Project Toxin: Chapter 2

A young New Yorker finds himself in over his head after finding a symbiote that changes him in unexpected ways.
Toxin
Chapter 2 Someone who can help.

I open the door, trying to smooth down my shirt and my thoughts at the same time. I’m still shaky, still haunted by the dream—by how it felt. But I push it down. Bury it. Lock it behind whatever version of me can still fake normal.

Mom’s standing in the hallway, arms crossed, but her face isn’t stern—it’s careful. Like she’s stepping around broken glass.

“I wasn’t planning on her coming here,” she says, “but… she thought it’d be best to see you in person.”

I blink, frowning. “Who?”

“Claire,” she says. “She’s a friend. Used to be a nurse. And… well, she’s dealt with this kind of thing before.”

My stomach flips.

“This kind of—what, alien goo possessing your kid and turning him into—?”

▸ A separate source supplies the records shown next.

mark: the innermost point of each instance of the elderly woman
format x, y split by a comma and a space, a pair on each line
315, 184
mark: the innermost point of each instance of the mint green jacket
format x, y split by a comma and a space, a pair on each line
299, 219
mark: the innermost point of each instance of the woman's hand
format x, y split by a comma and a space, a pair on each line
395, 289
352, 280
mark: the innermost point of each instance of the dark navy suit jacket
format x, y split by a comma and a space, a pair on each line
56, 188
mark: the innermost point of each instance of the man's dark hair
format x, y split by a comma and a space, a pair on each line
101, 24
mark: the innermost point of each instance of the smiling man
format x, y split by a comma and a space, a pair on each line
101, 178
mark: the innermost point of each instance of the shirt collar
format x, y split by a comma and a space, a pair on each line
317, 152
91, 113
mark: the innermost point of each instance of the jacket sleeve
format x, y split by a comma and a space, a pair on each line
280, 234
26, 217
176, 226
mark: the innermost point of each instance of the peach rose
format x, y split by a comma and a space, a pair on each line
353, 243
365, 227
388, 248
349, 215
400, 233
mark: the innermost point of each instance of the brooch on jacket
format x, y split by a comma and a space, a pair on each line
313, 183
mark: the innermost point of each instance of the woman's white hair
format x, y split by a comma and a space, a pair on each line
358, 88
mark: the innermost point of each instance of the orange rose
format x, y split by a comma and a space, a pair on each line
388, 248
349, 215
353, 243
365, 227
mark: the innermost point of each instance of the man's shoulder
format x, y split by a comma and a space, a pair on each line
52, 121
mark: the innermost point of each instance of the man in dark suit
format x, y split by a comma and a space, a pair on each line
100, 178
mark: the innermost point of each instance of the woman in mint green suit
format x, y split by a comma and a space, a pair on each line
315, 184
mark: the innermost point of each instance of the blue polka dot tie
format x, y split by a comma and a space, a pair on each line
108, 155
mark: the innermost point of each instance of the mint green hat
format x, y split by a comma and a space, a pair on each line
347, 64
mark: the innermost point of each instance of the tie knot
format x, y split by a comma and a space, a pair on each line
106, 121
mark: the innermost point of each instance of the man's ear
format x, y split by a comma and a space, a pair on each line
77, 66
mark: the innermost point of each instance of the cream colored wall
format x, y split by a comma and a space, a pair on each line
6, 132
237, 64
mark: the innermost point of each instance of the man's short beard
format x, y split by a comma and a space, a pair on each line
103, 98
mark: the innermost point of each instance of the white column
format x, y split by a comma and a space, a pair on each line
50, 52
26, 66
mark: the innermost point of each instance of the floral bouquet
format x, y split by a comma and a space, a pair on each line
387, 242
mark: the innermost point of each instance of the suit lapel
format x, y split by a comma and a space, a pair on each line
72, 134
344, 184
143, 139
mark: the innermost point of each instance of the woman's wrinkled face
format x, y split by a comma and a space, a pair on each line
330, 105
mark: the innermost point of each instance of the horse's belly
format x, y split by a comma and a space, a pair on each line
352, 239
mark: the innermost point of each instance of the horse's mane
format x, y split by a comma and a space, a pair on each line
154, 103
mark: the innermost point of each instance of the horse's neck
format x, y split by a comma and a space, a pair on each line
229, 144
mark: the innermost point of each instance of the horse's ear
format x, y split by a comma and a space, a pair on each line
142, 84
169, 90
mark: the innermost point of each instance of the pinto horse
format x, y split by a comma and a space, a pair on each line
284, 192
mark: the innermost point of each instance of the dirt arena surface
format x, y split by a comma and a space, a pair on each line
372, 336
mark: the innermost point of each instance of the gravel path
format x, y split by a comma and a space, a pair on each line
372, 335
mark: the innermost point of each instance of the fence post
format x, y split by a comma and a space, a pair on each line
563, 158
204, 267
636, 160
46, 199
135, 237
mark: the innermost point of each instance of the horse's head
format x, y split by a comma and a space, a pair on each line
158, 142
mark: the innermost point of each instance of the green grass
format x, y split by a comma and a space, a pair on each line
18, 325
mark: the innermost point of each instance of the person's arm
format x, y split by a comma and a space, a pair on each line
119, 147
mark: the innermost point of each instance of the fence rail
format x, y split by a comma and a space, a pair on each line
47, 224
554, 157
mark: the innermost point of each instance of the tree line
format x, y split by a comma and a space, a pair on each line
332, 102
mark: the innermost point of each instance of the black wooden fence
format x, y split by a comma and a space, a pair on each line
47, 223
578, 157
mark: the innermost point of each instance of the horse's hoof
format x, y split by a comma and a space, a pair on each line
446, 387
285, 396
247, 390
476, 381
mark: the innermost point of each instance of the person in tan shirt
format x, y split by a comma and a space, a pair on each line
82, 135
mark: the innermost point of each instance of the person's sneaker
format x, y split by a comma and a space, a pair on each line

Mom holds up a hand. “I know. Believe me, I know. But Claire’s different. She’s seen weird. And she’s safe.”

I open my mouth to ask more, but she just shakes her head.

“I’ll let her explain.”

I glance past her, toward the living room, and catch a glimpse—someone standing just beyond the edge of the frame, silhouette lit by soft afternoon light.

Someone waiting.

I step into the hall, each movement stiff like my body’s still figuring itself out—like I’m trying to walk off what just happened.

Forget it. Just forget it.

I’m a guy.

Or… I was.

I should be.

This body, that dream—it’s not me. It’s what the symbiote did. Some kind of screw-up. A glitch. A manipulation. I didn’t ask for this.

I didn’t want any of this.

I steel my shoulders and follow Mom into the living room.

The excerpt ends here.